Jego podopieczne drugi rok z rzędu nie pozostawiły złudzeń co do tego, komu należy się statuetka. Potknięcie czy wypadek przy pracy to pojęcia absolutnie obce w tym zespole. Od 41 ligowych spotkań podopieczne Gundarsa Vetry są niepokonane. Kiedy dołożymy do tego wspomniane trofea: Puchar Polski 2020, udział w finałach tegorocznej edycji, a także zdobyty Superpuchar Polski otrzymujemy drużynę kompletną. Trzy słowa: VBW Arka Gdynia!
– Jesteśmy drużyną przyjaciół. Tworzymy drugą rodzinę – mówią o sobie zawodniczki.
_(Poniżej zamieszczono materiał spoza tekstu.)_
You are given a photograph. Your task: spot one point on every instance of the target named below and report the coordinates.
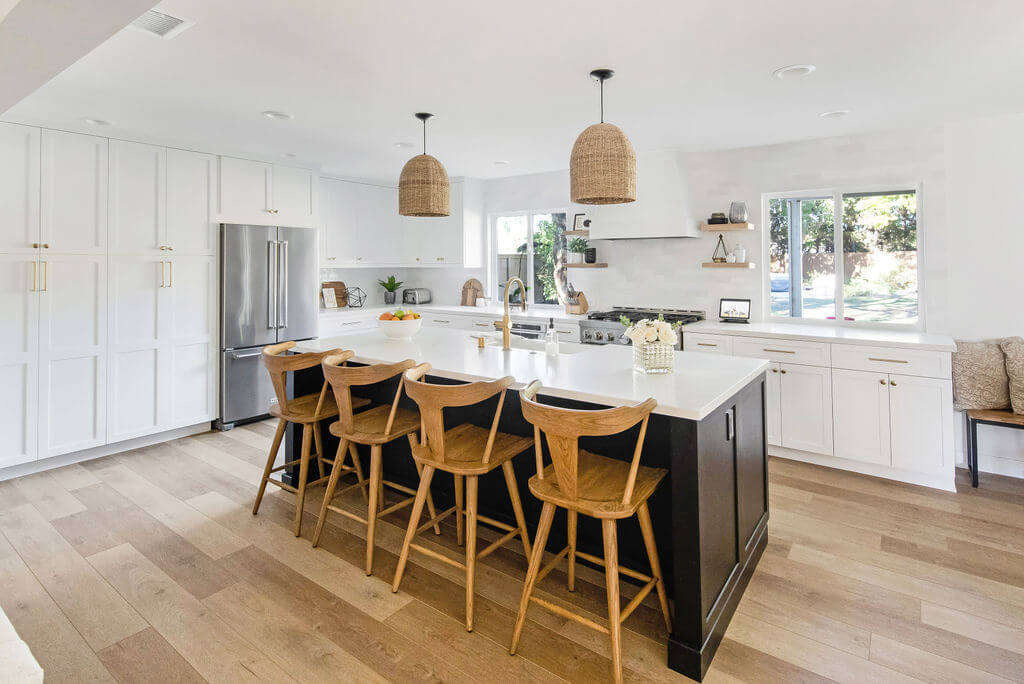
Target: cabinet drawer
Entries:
(892, 359)
(786, 351)
(717, 344)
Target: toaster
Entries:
(415, 296)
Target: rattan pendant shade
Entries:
(603, 165)
(423, 185)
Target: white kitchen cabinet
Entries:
(192, 182)
(73, 193)
(806, 408)
(72, 353)
(18, 188)
(921, 416)
(860, 416)
(137, 198)
(18, 356)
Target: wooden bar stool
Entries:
(374, 428)
(597, 486)
(306, 411)
(466, 452)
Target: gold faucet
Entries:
(505, 325)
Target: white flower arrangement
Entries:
(647, 331)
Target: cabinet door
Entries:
(18, 188)
(72, 353)
(73, 213)
(18, 357)
(773, 404)
(294, 197)
(806, 408)
(136, 291)
(921, 419)
(860, 416)
(137, 198)
(245, 193)
(192, 180)
(339, 220)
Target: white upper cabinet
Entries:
(74, 193)
(18, 188)
(137, 198)
(192, 180)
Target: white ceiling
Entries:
(508, 81)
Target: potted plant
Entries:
(390, 286)
(577, 247)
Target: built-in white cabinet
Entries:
(73, 194)
(265, 194)
(18, 188)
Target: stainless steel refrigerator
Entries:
(268, 280)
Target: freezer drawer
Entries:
(246, 391)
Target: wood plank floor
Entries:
(147, 566)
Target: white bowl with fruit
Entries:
(400, 324)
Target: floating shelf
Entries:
(719, 227)
(726, 264)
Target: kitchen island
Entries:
(710, 515)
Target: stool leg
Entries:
(339, 460)
(307, 433)
(414, 522)
(520, 519)
(274, 445)
(643, 513)
(375, 492)
(611, 578)
(571, 555)
(471, 490)
(536, 559)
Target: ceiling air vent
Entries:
(160, 25)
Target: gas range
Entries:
(604, 327)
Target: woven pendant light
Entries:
(423, 185)
(603, 166)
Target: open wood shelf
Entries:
(720, 227)
(726, 264)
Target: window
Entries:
(525, 246)
(875, 282)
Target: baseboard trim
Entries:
(23, 469)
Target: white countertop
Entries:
(598, 374)
(832, 334)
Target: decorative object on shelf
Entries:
(737, 212)
(472, 291)
(390, 286)
(340, 293)
(603, 165)
(423, 185)
(653, 344)
(721, 252)
(356, 298)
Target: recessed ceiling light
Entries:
(278, 116)
(794, 71)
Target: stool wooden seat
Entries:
(373, 428)
(597, 486)
(306, 411)
(466, 452)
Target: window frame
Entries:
(837, 193)
(493, 286)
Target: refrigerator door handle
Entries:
(271, 285)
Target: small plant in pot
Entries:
(390, 286)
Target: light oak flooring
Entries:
(147, 566)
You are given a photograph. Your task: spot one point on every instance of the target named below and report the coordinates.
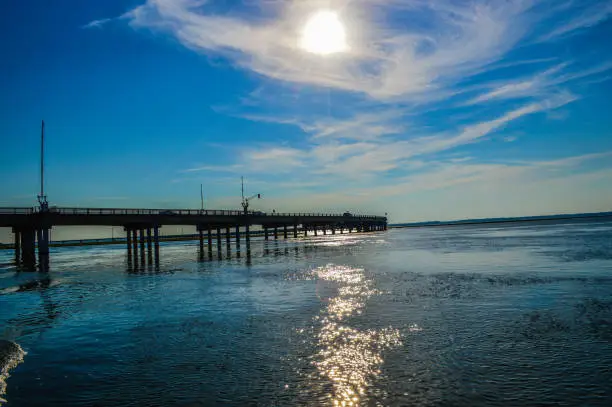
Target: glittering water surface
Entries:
(490, 315)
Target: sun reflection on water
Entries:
(350, 358)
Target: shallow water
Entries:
(466, 315)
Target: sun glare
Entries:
(324, 34)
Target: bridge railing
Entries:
(184, 212)
(17, 211)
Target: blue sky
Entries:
(435, 110)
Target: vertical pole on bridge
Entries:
(17, 246)
(142, 240)
(156, 243)
(28, 257)
(43, 242)
(209, 242)
(228, 234)
(149, 242)
(142, 251)
(128, 239)
(135, 242)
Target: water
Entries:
(463, 316)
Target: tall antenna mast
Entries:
(42, 199)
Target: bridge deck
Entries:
(31, 217)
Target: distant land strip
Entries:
(607, 216)
(581, 216)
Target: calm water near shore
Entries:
(490, 315)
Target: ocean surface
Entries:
(488, 315)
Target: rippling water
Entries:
(490, 315)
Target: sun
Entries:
(324, 34)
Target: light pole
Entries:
(42, 198)
(245, 201)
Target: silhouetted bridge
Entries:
(31, 226)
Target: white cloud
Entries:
(581, 19)
(383, 62)
(97, 23)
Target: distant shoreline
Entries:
(586, 216)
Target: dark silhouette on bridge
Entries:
(31, 226)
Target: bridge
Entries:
(31, 226)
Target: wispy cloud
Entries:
(581, 19)
(383, 62)
(97, 23)
(411, 66)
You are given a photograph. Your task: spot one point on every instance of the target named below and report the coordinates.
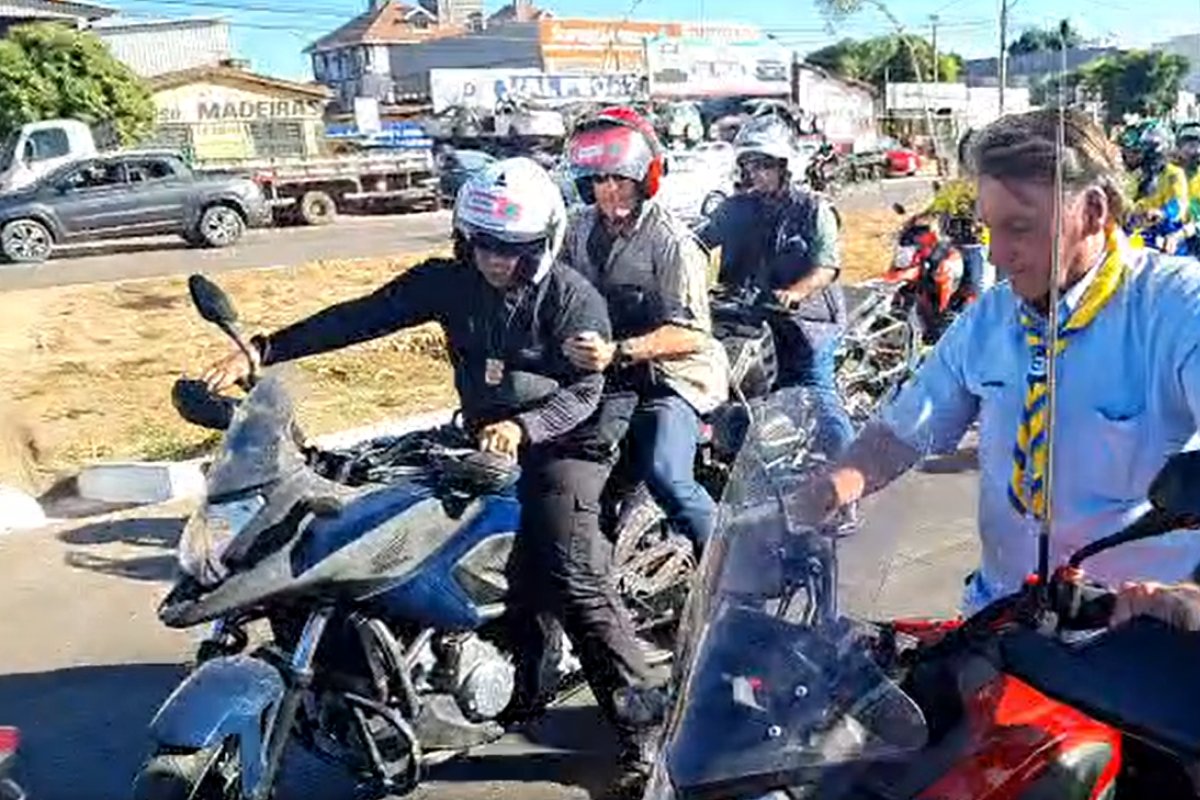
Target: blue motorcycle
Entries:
(382, 573)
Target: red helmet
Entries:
(617, 142)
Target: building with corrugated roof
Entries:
(156, 47)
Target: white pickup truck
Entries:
(299, 190)
(39, 148)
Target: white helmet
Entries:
(514, 203)
(766, 136)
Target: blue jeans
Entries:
(815, 370)
(663, 438)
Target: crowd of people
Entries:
(574, 334)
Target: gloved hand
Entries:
(1179, 605)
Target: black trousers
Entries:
(561, 567)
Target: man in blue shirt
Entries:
(1127, 376)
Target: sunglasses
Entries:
(601, 180)
(759, 164)
(503, 248)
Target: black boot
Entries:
(635, 758)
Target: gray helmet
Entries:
(767, 136)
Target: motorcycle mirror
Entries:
(1174, 489)
(198, 405)
(211, 301)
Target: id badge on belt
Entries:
(493, 372)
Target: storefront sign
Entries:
(484, 89)
(217, 103)
(689, 67)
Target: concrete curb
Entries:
(153, 482)
(19, 511)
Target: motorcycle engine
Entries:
(477, 674)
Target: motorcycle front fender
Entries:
(233, 696)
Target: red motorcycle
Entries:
(929, 274)
(784, 695)
(10, 738)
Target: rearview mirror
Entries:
(1175, 491)
(211, 301)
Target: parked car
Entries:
(455, 167)
(127, 194)
(900, 160)
(696, 184)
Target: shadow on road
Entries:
(83, 738)
(82, 728)
(161, 534)
(966, 459)
(119, 248)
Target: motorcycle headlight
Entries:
(208, 535)
(904, 256)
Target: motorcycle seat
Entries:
(1140, 678)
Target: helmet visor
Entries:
(610, 150)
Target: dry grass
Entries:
(91, 374)
(88, 370)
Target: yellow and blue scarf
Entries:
(1026, 491)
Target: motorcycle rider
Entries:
(1188, 143)
(664, 361)
(1161, 197)
(783, 240)
(508, 308)
(1129, 389)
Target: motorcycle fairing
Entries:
(384, 540)
(232, 696)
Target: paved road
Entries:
(87, 662)
(349, 238)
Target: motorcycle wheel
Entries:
(195, 775)
(652, 564)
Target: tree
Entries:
(887, 58)
(1039, 40)
(48, 70)
(1138, 82)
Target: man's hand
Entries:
(503, 438)
(815, 500)
(591, 352)
(789, 299)
(1179, 606)
(228, 371)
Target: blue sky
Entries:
(271, 32)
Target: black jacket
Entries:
(507, 348)
(769, 245)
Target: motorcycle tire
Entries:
(184, 776)
(652, 565)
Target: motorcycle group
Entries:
(426, 593)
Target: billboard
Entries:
(598, 44)
(484, 89)
(694, 67)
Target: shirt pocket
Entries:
(997, 423)
(1111, 453)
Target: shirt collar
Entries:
(1069, 300)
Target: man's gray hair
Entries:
(1023, 148)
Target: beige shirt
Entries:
(660, 254)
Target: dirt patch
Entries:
(88, 370)
(89, 377)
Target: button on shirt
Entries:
(660, 256)
(1128, 397)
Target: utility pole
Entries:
(933, 19)
(1003, 53)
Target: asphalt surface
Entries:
(87, 662)
(360, 236)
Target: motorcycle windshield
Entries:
(775, 685)
(257, 449)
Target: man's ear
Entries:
(1096, 211)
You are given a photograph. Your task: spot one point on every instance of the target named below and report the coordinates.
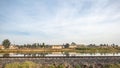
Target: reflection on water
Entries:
(67, 54)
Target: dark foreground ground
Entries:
(70, 62)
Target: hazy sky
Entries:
(60, 21)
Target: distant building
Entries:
(13, 47)
(57, 47)
(72, 46)
(2, 47)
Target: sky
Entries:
(60, 21)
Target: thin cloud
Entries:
(82, 21)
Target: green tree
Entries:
(6, 43)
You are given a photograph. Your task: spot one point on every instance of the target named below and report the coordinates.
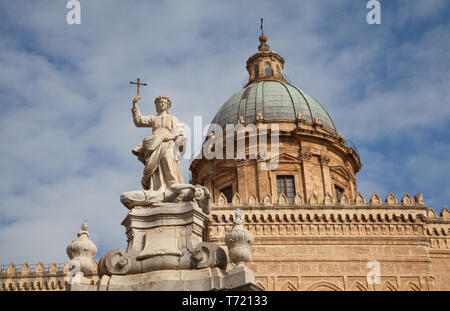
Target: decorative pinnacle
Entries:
(238, 213)
(238, 218)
Obecnie cel może być już tylko jeden – powrót do ścisłej europejskiej czołówki. Dynamika z jaką Żółto-Niebieskie wróciły na szczyt w kraju każe jednak przypuszczać, że Europa w najbliższych sezonach stoi otworem.
Podopieczne Gundarsa Vetry już idą za ciosem. W miniony weekend gdynianki ponownie sięgnęły po Puchar Polski i tym samym rozpoczęły zapełnianie gabloty z trofeami w 2021 roku. W ślady starszych koleżanek poszły zawodniczki GTK Gdynia, które także wywalczyły Puchar Polski, tyle że młodzieżowy. Obu drużynom gratulacje złożył prezydent Gdyni Wojciech Szczurek, który zauważa, że sukcesy gdyńskich koszykarek nie biorą się z przypadku tylko z ciężkiej pracy i przemyślanej strategii.
W piątek ciąg dalszy emocji związanych w Galą Gdyńskiego Sportu 2020. Poznamy „Sportową Imprezę Roku”.